Today’s open access paper on environment and lifestyle choice versus the odds of becoming a centenarian is interesting for showing a few correlations that stand in opposition to the rest of the literature. For example, lower educational achievement and being widowed correlates with greater odds of living to 100 in this study. This is perhaps a good example of the perils of epidemiology, and particularly the challenges inherent in reasoning about epidemiological data. One should never take any one paper at face value without considering the rest of the literature, and one should bear in mind that different views (just people in one geographic area) or slices of data (just older people) may well produce opposing results.

Environmental Correlates of Reaching a Centenarian Age: Analysis of 144,665 Deaths in Washington State for 2011-2015

The survival probability of becoming a centenarian has been shown to be multifactorial. The rapid increase in the odds of living to 100 years of age is largely due to substantial advancements in medicine and public health that decreased the burden of disease. Genetic factors, including genes in several pathways influencing longevity, such as inflammation and immunity, have also been explored. These studies have shown that longevity is likely to be a polygenic trait, but aging has been attributed to be only 20-35% heritable. Social and environmental factors, such as high educational attainment and socioeconomic status, also significantly contribute to longevity.

This study aimed to examine the likelihood of becoming a centenarian for adults aged 75 and above in Washington State and to identify social and environmental correlates of healthy aging and longevity. In addition, we identified geographic clusters within Washington State where individuals are more likely to become centenarians. Models were adjusted for sex, race, education, marital status, and neighborhood level social and environmental variables at the block group level. In the adjusted model, increased neighborhood walkability, lower education level, higher socioeconomic status, and a higher percent of working age population were positively associated with reaching centenarian age. Being widowed, divorced/separated, or never married were also positively correlated compared to being married. Additionally, being white or female were positively correlated with reaching centenarian status.

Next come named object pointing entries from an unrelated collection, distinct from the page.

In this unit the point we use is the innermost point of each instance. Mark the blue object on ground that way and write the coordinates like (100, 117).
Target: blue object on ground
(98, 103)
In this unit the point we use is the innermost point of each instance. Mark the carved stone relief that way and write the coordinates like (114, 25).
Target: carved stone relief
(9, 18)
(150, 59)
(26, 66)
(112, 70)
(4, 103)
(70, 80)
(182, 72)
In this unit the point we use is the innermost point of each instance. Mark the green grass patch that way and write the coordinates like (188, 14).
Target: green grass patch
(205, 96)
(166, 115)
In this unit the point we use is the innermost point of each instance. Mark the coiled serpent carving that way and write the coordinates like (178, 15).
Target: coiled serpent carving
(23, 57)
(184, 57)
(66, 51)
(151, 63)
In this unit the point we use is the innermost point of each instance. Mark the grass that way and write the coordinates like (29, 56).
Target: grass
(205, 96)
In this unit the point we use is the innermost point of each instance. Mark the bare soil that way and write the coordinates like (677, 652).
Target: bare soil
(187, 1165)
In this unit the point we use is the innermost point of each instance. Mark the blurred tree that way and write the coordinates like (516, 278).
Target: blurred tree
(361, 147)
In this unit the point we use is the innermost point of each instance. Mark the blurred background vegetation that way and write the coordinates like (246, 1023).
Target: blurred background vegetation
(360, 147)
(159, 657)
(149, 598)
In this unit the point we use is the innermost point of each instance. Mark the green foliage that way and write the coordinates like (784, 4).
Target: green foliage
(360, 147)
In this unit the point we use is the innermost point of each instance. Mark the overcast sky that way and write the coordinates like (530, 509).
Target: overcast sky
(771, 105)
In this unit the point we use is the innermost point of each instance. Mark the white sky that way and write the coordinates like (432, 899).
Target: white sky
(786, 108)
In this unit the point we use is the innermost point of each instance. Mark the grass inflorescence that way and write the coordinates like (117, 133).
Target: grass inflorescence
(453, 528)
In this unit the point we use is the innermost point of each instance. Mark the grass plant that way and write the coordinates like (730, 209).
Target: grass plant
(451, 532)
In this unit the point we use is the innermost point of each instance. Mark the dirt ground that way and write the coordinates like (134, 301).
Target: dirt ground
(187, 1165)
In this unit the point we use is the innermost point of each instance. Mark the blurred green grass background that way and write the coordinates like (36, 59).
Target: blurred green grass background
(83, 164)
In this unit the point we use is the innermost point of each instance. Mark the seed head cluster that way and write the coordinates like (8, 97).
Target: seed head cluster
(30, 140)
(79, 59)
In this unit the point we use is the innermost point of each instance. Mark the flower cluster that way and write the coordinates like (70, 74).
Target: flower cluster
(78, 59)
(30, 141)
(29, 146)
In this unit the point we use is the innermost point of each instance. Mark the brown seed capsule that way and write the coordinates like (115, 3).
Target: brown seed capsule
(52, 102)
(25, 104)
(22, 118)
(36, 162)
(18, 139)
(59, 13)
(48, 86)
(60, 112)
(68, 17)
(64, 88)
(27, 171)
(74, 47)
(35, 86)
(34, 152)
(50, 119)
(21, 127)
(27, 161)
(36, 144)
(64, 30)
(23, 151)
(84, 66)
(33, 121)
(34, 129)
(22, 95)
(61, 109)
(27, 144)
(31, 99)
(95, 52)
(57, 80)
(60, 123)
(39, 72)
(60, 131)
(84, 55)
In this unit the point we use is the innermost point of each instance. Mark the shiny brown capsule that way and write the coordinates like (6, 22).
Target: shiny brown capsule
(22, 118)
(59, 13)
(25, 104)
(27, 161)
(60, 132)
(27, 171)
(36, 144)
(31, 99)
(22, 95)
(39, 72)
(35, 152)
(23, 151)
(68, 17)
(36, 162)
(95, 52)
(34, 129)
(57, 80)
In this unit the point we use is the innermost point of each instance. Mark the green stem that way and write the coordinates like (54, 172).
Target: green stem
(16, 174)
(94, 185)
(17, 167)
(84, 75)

Surprisingly, education was found to be negatively associated with becoming a centenarian. In recent studies, higher education levels have been strongly associated with lower mortality. Higher academic level indicates employment opportunities and lifestyles associated with factors such as socioeconomic status, social connections, availability and knowledge of health resources, health behaviors (e.g., not smoking), and critical thinking skills applied to managing health problems.

Rapid advances in educational attainment in the last few generations may explain, in part, the lack of a positive association between educational attainment and becoming a centenarian in our study. In this regard, in 1950, only 34.3% of the U.S. population above the age of 25 had a high school diploma, a figure that increased to more than 80% by 2000. More recent studies have demonstrated increasing declines in mortality with education, suggesting that education is less of a factor in determining longevity in older populations.

Another unexpected finding was that compared to married older adults, those who never married, or were widowed, or divorced/separated were more likely to become centenarians. Being widowed showed the greatest benefit, with never having married coming second, and being divorced/separated showing the least benefit. Decades of work have consistently observed that marriage is associated with longer survival than being divorced or never having married. However, this study specifically focused on those aged 75 and above, so the selection aspect and some of the protective factors may not be as relevant.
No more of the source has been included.